Get RuntimeError: CUDA error: no kernel image is available for execution on the device on weight initialisation with cuda 10.2, torchvision 0.6.0 and torch 1.5.0

VFernandez · November 3, 2020, 2:12pm

I am deploying a neural network in my Ubuntu machine and when the weights are initialised, I get an error: “RuntimeError: CUDA error: no kernel image is available for execution on the device”.

In nvidia-smi, the CUDA version is 10.2.
I have 2 GPUs. One of them (K40c) is very old and requires a low version of torchvision (0.4.0) but I am not using it: I specify cuda:1 and make sure that 1 points to the newest GPU device (Titan V).

Going to https://pytorch.org/get-started/previous-versions/, I made sure I had installed torch and torchvision so that they were compatible with version 10.2:

torch version: 1.5.0
torchvision: 0.6.0

Still, I have this issue, in particular in line:

init.xavier_normal_(m.weight.data, gain=gain)
File “…/python3.6/site-packages/torch/nn/init.py”, line 282, in xavier_normal_
return no_grad_normal(tensor, 0., std)
File “…/python3.6/site-packages/torch/nn/init.py”, line 19, in no_grad_normal
return tensor.normal_(mean, std)
RuntimeError: CUDA error: no kernel image is available for execution on the device.

Is it possible that the old GPU, despite not being used, is still causing this problem?

Thank you.

ptrblck · November 3, 2020, 11:54pm

Could you rerun the code with

CUDA_VISIBLE_DEVICES=id python script.py args

where id should be 0 or 1 depending which GPU is mapped to the device id and make sure that only the TitanV is found?

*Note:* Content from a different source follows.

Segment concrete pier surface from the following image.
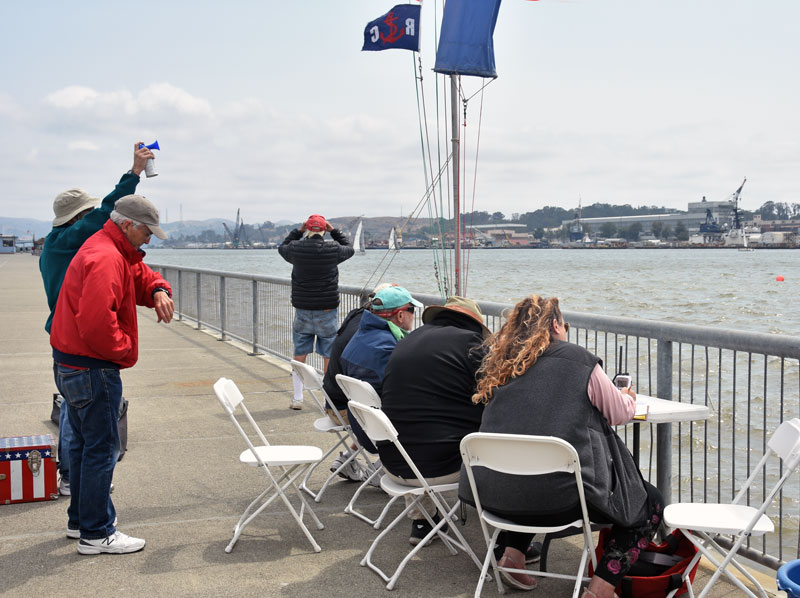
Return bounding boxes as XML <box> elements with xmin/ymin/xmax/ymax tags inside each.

The error could also point to an NVIDIA driver, which is too old.
For CUDA10.2, you would need >=440.33 as given in this table.

VFernandez · November 11, 2020, 8:42am

Hello! Thank you for your answer.
Using CUDA_VISIBLE_DEVICES doesn’t work, same error is popping out.
The driver version is 440.100, so it should be okay according to the NVIDIA website.

ptrblck · November 11, 2020, 10:35am

I don’t know why it shouldn’t work, as I’m using a TitanV myself with the binaries, different CUDA versions, and builds from source.
If CUDA_VISIBLE_DEVICES is not working, you could try to disable or remove the old GPU for the sake of debugging and rerun your script.